There was a thick fog that seemed to surround me. Some adjustments were made and the fog started to lift. My motivation to do more than get by returned. Things were still touched by the fog, but I felt almost giddy with the weight of that thick fog gone.
But then I decided to light the memorial candles for my parents on Yom Kippur. Even though I am not Jewish. I don't know what I thought would happen, but I had hoped to make it a tradition of remembering lives well lived. Instead I was filled with grief and loss.

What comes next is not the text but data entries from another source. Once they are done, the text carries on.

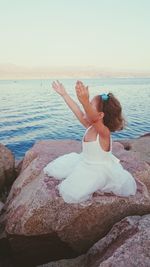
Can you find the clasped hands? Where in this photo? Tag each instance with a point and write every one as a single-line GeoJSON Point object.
{"type": "Point", "coordinates": [81, 91]}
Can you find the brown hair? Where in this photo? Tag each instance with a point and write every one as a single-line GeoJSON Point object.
{"type": "Point", "coordinates": [112, 109]}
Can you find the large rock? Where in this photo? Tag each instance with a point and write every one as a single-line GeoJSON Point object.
{"type": "Point", "coordinates": [126, 245]}
{"type": "Point", "coordinates": [37, 218]}
{"type": "Point", "coordinates": [7, 167]}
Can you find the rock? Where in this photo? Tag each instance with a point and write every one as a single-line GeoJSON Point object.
{"type": "Point", "coordinates": [1, 206]}
{"type": "Point", "coordinates": [37, 219]}
{"type": "Point", "coordinates": [127, 244]}
{"type": "Point", "coordinates": [7, 163]}
{"type": "Point", "coordinates": [18, 166]}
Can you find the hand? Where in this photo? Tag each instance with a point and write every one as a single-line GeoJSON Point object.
{"type": "Point", "coordinates": [59, 88]}
{"type": "Point", "coordinates": [82, 93]}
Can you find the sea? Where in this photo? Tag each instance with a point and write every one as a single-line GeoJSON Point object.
{"type": "Point", "coordinates": [30, 110]}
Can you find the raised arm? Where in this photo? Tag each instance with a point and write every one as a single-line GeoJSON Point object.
{"type": "Point", "coordinates": [60, 89]}
{"type": "Point", "coordinates": [92, 114]}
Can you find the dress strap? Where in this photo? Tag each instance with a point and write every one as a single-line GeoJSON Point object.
{"type": "Point", "coordinates": [97, 139]}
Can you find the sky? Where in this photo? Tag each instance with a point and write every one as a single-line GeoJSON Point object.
{"type": "Point", "coordinates": [103, 34]}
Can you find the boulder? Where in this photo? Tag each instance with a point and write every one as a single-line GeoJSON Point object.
{"type": "Point", "coordinates": [126, 244]}
{"type": "Point", "coordinates": [37, 218]}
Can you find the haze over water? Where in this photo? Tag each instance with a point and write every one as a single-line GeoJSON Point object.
{"type": "Point", "coordinates": [31, 111]}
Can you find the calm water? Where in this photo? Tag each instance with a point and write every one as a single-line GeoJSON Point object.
{"type": "Point", "coordinates": [30, 110]}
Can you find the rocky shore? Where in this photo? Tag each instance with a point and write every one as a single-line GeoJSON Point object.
{"type": "Point", "coordinates": [37, 228]}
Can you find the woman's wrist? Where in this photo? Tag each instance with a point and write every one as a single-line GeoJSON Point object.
{"type": "Point", "coordinates": [64, 94]}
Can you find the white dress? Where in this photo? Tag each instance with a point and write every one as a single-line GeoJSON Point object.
{"type": "Point", "coordinates": [91, 170]}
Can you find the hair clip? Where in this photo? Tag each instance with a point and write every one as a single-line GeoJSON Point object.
{"type": "Point", "coordinates": [105, 97]}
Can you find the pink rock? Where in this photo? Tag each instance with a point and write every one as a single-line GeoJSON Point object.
{"type": "Point", "coordinates": [34, 207]}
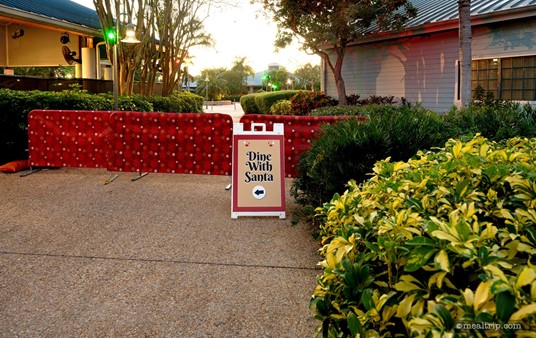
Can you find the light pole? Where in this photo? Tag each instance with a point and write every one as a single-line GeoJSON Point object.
{"type": "Point", "coordinates": [206, 92]}
{"type": "Point", "coordinates": [289, 83]}
{"type": "Point", "coordinates": [130, 37]}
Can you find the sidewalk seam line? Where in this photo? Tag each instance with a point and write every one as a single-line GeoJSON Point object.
{"type": "Point", "coordinates": [151, 260]}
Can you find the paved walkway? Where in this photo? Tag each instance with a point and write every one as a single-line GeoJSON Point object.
{"type": "Point", "coordinates": [156, 257]}
{"type": "Point", "coordinates": [235, 110]}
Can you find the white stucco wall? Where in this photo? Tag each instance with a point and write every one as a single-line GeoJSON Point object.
{"type": "Point", "coordinates": [424, 68]}
{"type": "Point", "coordinates": [38, 47]}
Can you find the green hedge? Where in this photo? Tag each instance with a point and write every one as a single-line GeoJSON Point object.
{"type": "Point", "coordinates": [260, 103]}
{"type": "Point", "coordinates": [497, 121]}
{"type": "Point", "coordinates": [431, 246]}
{"type": "Point", "coordinates": [248, 104]}
{"type": "Point", "coordinates": [264, 101]}
{"type": "Point", "coordinates": [184, 102]}
{"type": "Point", "coordinates": [349, 148]}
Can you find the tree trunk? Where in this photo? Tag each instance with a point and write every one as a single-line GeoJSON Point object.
{"type": "Point", "coordinates": [337, 73]}
{"type": "Point", "coordinates": [464, 12]}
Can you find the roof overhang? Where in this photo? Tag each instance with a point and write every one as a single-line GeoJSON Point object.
{"type": "Point", "coordinates": [446, 25]}
{"type": "Point", "coordinates": [10, 14]}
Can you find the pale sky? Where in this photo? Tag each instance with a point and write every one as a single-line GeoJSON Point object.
{"type": "Point", "coordinates": [242, 31]}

This is the prayer one says as part of the remembrance:
"May God remember the souls of R and J, who have gone to their eternal home. In loving testimony to their lives we pledge to help perpetuate ideals important to them. Through such deeds and through our prayer and remembrance may their souls be bound up in the bond of life. May we prove ourselves worthy of the many gifts with which they blessed us. May these moments of meditation strengthen the ties that link us to their memory. May they rest in peace forever in God's presence"
I felt suddenly so fragile. A slight wind could knock all the little pieces of my heart askew. Something as simple as a stranger making snide remarks about the size of my double stroller could bring about anxiety that left me hesitant to go out. Going to the gym for the first time since first trimester went poorly (I didn't know what to do and ambled about from elliptical to weights and then couldn't figure out the weights) and I came home to a distraught toddler. My will, my desire to try again crumbled.
I was weighed down once again by the fog.
Even adjustments sometimes need adjusting, and so I am waiting for the changes to have an impact, waiting to feel like I can once again take on the world, rather than wanting to hide from it.